The market conditions of the last three years have triggered advisors to question some long-held beliefs regarding their business models. Most notable among these is the soundness of the fee-based pricing model in such a protracted bear market. With asset-management fees comprising as much as 85% of total revenues in 2000 (according to a survey of 586 firms for that year), the decline in assets during the bear market has taken its toll on revenues, as shown in chart 1 below.
Sample of 586 firms for 1999, 601 for 2000, 654 for 2001 and 655 firms for 2002
In addition, the steep market and economic decline–having occurred on the heels of a stellar bull market–have left many clients with extremely convoluted financial situations. As such, clients are demanding more sophisticated financial advice and more handholding from their advisors.

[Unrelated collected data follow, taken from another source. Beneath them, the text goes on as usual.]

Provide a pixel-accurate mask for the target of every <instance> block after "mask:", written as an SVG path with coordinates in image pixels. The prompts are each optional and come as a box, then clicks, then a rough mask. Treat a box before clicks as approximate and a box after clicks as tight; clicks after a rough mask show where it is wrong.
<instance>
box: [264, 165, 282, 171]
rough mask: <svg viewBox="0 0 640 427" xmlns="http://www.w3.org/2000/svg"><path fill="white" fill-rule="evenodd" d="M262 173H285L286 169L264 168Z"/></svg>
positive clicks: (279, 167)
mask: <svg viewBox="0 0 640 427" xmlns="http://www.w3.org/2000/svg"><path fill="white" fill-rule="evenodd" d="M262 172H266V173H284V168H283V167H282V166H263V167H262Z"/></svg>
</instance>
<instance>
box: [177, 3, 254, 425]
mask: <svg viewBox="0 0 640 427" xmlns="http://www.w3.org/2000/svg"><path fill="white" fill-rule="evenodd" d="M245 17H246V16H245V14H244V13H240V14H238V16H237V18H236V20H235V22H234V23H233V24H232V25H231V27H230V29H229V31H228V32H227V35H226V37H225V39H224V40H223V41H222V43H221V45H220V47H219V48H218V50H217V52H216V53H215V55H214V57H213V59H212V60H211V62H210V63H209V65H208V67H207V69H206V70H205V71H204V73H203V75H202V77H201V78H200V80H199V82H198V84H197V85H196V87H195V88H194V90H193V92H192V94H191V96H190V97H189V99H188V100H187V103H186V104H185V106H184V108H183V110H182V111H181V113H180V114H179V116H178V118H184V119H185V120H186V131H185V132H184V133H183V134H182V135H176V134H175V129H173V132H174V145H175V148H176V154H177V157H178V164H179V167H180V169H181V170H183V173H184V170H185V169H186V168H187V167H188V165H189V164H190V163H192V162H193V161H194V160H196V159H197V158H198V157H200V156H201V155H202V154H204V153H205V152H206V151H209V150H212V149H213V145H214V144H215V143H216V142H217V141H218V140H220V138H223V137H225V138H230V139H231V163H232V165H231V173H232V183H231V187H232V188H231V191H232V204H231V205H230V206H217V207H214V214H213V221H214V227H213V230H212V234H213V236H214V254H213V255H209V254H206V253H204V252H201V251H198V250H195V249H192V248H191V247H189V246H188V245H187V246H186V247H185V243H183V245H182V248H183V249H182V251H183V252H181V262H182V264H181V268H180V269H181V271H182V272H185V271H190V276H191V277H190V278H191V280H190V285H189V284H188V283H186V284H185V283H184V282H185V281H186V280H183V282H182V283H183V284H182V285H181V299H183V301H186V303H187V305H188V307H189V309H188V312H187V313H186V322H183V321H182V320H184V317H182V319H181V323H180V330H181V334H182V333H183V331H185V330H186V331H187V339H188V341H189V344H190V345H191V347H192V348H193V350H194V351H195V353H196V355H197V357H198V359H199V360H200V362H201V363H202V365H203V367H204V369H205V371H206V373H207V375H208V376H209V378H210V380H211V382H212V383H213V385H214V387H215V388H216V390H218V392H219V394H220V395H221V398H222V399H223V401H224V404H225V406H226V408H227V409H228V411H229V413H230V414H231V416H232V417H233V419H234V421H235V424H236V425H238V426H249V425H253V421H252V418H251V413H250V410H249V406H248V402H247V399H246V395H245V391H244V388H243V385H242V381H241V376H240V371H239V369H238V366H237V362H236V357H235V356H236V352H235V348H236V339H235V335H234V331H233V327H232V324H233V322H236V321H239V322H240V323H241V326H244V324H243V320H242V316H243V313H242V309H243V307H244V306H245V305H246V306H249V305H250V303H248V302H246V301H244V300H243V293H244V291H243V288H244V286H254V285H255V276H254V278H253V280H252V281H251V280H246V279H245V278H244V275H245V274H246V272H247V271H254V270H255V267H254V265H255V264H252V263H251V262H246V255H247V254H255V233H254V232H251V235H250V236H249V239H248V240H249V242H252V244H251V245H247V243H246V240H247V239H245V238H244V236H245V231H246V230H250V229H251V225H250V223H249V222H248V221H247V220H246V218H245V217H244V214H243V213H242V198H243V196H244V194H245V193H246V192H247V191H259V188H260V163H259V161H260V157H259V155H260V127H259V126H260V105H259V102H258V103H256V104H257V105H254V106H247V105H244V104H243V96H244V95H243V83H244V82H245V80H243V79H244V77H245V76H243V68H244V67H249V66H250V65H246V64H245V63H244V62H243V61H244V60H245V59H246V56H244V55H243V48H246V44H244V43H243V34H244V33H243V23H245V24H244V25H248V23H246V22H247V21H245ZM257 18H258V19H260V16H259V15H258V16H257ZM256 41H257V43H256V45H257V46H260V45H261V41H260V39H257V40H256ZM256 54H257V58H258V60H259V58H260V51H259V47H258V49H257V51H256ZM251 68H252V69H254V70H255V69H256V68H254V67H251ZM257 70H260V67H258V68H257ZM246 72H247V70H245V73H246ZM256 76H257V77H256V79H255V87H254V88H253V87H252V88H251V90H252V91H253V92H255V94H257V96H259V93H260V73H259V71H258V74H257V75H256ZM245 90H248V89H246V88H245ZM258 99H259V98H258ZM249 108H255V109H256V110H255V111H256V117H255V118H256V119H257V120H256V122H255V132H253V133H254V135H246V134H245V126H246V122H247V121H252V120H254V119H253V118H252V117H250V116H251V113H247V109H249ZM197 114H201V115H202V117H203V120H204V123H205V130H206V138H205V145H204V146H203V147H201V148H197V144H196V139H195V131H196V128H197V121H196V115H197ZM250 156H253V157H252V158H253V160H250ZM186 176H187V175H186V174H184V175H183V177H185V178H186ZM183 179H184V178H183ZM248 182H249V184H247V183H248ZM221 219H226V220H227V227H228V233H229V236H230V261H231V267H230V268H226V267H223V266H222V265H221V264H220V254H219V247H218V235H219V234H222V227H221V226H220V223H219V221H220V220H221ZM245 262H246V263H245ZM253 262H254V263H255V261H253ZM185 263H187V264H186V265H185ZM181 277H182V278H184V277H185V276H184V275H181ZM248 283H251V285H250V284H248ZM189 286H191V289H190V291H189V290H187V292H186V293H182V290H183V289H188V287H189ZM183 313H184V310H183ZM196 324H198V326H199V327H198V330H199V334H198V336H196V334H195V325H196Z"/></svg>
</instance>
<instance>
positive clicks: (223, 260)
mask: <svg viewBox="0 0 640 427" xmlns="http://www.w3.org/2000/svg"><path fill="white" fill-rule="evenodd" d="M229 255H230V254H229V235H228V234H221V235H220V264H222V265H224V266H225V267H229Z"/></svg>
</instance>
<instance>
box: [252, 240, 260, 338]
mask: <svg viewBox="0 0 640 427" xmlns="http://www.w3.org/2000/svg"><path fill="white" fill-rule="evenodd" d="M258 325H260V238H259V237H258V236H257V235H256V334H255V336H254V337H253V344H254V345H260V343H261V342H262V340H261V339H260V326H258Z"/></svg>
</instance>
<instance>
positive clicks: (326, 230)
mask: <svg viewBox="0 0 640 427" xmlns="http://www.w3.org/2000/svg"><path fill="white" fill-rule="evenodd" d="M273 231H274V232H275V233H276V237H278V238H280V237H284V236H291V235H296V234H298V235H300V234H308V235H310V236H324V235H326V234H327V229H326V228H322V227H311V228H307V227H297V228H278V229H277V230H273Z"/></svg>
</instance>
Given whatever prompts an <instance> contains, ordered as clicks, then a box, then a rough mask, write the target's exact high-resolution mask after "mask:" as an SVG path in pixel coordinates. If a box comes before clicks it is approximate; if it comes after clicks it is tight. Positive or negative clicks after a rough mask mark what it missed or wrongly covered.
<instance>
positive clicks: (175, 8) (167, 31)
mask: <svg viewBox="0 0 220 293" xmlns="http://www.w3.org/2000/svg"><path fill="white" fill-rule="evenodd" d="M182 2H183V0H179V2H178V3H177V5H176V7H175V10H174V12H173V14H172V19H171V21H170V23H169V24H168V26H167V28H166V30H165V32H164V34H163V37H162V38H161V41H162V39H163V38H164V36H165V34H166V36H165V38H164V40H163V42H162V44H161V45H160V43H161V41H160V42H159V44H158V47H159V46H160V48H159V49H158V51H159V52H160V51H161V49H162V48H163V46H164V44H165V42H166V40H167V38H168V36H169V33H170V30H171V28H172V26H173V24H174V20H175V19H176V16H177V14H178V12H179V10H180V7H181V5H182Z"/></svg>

In essence, advisors are spending more time serving clients, while getting paid less.
Increased Shift to Planning/Consulting Fees
With those new realities in the backdrop, many RIA firms have increased their use of planning and consulting fees in the last two years. Such fees are charged on top of asset management fees–typically to clients with additional and more complex financial planning needs. In other cases, the fees are structured as one-time retainers charged at the outset of the relationship. Those planning and consulting fees made up 23.45% of total revenues for our survey sample in 2002, up substantially from 17.62% in 2001 and 11.49% in 2000, as shown in chart 2 below.
Sample of 601 firms for 2000, 654 for 2001 and 655 firms for 2002.